Achieving India's broadband penetration goals requires a light-handed regulatory approach and not a pervasive, heavy-handed one, according to the chairman of US telecom regulator FCC, Julius Genachowski.
Speaking at a FICCI-organised conference on 'The road to broadband - investment and innovation' in New Delhi on Friday, Telecom Regulatory Authority of India chairman J S Sarma and Genachowski both agreed that a wider consultation between the two regulators on positive lessons in both countries would substantially assist policy development.
TRAI is preparing to release a consultation paper on India's broadband sector while the US, which is also yet to achieve 100 per cent broadband adoption, has only recently implemented its national broadband policy.

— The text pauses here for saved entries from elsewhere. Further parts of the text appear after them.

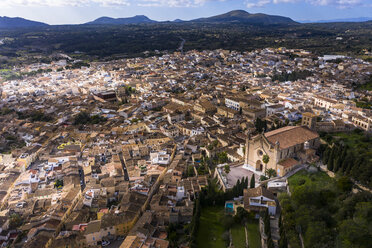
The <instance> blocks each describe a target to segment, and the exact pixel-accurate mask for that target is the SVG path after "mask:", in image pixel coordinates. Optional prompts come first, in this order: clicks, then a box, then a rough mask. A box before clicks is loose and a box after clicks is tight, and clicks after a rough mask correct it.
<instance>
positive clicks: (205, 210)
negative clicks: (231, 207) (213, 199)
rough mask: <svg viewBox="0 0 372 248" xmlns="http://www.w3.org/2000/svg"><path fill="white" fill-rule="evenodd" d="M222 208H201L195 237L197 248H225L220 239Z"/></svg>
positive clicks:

There was consensus among senior industry leaders that voice telephony in India had blossomed because of minimal regulatory interference, which allowed for better network management, pricing, outsourcing to lower cost sources, and flexibility in building infrastructure. They agreed that a similar gentle regulatory approach must be followed in broadband as well.

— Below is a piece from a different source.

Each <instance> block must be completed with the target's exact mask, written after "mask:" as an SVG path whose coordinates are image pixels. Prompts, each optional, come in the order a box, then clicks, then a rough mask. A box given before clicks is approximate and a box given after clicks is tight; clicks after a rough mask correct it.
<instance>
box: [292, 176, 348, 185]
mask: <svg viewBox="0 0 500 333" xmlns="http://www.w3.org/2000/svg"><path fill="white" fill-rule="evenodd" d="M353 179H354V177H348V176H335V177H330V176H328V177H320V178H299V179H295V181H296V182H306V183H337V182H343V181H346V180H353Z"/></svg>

Genachowski is likely to engage in talks with department of telecommunications secretary P J Thomas, information technology secretary Chandrasekhar and Sarma on several other key bilateral and policy issues as well.
India's telecom story is a mixed bag of excellent performance in voice telephony and an extremely slow start for broadband penetration. According to the latest data, India has roughly 70 million internet users but less than 10 million broadband users. Broadband penetration is vital for India's information infrastructure and delivery of health, banking, and education over wireless and internet.